10. What potential problems should I be aware of?
Baldwin says the biggest mistake small-business owners make is to “under-insure” —buying inadequate levels of coverage. If that happens, you’ll have to make up the difference to rebuild and replenish out of your own pocket. “Make sure you’re covered for the full value of your assets,” says Baldwin. “You are basically taking [a] self-insurance risk if you aren’t, and it’s not worth the potential downside.”
Other potential pitfalls lie in the fine print. According to Baldwin, here are some of the fine-print issues you need to cover:
- As mentioned, make sure the policy covers replacement cost.
Replacement-cost coverage enables you to replace damaged assets with the same items at today’s prices, rather than used (or cheap) ones that match the depreciated market value of the originals.
- Pick a deductible level you can live with.
Make sure you can afford to pay the deductible amount if you need to make a claim. Setting a high deductible level might save premium dollars, but you would be taking on “self-insurance” risk—paying for a large portion of your loss out of your own pocket—with a high deductible. For example, if your covered loss is $2,500 and your deductible is $2,000, you would receive only $500 from the insurance company.
- Check the claims payment record of the insurance company: how long do they take to pay claims?

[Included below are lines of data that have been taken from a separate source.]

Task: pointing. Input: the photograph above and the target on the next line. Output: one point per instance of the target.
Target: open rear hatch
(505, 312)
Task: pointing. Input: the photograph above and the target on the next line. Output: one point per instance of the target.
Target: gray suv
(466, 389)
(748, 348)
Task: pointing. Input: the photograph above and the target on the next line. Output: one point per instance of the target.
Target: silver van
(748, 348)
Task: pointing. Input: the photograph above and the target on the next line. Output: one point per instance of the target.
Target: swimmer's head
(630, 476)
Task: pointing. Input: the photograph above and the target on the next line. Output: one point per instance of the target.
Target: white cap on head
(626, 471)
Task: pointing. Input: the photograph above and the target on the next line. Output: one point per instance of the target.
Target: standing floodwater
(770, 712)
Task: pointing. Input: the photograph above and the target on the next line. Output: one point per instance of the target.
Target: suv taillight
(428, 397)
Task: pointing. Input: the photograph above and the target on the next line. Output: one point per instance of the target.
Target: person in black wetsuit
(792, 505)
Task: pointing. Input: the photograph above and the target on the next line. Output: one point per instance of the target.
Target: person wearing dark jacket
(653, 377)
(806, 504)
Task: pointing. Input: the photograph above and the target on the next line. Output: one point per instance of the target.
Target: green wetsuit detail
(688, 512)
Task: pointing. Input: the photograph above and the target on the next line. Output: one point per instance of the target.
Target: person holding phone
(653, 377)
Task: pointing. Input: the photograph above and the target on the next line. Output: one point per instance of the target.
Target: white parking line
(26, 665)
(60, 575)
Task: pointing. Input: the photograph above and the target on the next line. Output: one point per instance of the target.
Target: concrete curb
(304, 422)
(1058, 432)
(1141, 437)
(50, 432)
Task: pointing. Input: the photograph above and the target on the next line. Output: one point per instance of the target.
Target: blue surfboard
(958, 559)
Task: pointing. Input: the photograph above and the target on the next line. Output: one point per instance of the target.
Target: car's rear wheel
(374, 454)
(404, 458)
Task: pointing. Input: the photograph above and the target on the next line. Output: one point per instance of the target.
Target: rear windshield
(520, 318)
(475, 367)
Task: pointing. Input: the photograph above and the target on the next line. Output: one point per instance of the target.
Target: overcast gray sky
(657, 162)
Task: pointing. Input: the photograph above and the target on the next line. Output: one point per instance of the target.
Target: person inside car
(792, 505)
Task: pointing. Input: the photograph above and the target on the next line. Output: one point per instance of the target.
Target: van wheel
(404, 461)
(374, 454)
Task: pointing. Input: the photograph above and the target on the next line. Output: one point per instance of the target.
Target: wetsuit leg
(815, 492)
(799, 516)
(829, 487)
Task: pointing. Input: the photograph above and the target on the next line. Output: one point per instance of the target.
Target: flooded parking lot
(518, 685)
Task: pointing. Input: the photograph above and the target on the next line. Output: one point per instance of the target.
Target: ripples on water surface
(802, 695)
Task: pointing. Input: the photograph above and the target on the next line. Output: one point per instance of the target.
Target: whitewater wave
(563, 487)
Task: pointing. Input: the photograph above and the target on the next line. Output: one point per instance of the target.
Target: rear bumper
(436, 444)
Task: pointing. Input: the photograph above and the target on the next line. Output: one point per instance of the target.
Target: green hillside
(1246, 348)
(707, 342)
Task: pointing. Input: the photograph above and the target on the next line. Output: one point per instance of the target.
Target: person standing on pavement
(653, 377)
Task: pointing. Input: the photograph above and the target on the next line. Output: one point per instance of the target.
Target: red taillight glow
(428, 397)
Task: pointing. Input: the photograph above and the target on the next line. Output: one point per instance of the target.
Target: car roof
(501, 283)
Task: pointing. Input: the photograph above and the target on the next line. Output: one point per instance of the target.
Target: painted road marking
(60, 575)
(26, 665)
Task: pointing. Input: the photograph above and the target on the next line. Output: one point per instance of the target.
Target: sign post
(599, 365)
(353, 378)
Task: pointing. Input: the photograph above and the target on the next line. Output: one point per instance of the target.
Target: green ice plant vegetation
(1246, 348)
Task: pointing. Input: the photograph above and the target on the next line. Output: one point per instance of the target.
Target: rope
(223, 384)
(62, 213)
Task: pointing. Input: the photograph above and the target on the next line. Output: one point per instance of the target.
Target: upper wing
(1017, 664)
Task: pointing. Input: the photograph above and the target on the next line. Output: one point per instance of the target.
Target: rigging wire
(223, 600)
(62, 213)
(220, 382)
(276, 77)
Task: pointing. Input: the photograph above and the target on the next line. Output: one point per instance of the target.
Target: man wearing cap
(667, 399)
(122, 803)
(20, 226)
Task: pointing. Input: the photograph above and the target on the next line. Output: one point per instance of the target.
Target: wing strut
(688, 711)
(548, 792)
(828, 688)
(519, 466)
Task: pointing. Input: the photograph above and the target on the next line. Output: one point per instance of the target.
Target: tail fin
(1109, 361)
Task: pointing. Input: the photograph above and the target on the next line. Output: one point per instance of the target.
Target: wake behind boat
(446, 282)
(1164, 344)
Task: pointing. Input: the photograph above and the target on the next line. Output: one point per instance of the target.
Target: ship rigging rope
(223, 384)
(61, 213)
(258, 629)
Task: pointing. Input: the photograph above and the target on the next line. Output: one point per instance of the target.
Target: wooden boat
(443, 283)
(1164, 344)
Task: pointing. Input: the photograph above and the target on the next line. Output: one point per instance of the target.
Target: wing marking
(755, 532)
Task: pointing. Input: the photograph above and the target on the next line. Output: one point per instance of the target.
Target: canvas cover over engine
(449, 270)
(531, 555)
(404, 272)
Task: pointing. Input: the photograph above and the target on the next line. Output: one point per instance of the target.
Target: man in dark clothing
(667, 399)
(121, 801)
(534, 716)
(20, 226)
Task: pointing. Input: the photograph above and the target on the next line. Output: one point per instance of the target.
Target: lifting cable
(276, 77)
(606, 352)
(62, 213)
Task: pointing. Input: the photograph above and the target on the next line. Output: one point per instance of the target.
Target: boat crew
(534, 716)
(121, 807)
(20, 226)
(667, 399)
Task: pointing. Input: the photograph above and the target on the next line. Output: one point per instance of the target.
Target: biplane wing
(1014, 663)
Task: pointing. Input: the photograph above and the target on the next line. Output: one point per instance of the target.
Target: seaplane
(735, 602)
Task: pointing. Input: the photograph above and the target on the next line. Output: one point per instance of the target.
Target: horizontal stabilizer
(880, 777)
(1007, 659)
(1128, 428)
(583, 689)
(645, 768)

The policy should show this information, but the best way to find out is to ask business owners who have filed claims.
- Ask questions.
Before you buy, make sure you fully understand what the policy covers and what it doesn’t.
It isn’t possible to insure against all potential events that might interrupt or damage your business. But you can significantly improve your ability to survive the financial set-back a fire, theft or accident can cause… and pick yourself up, dust your shelves off, and open for business as usual.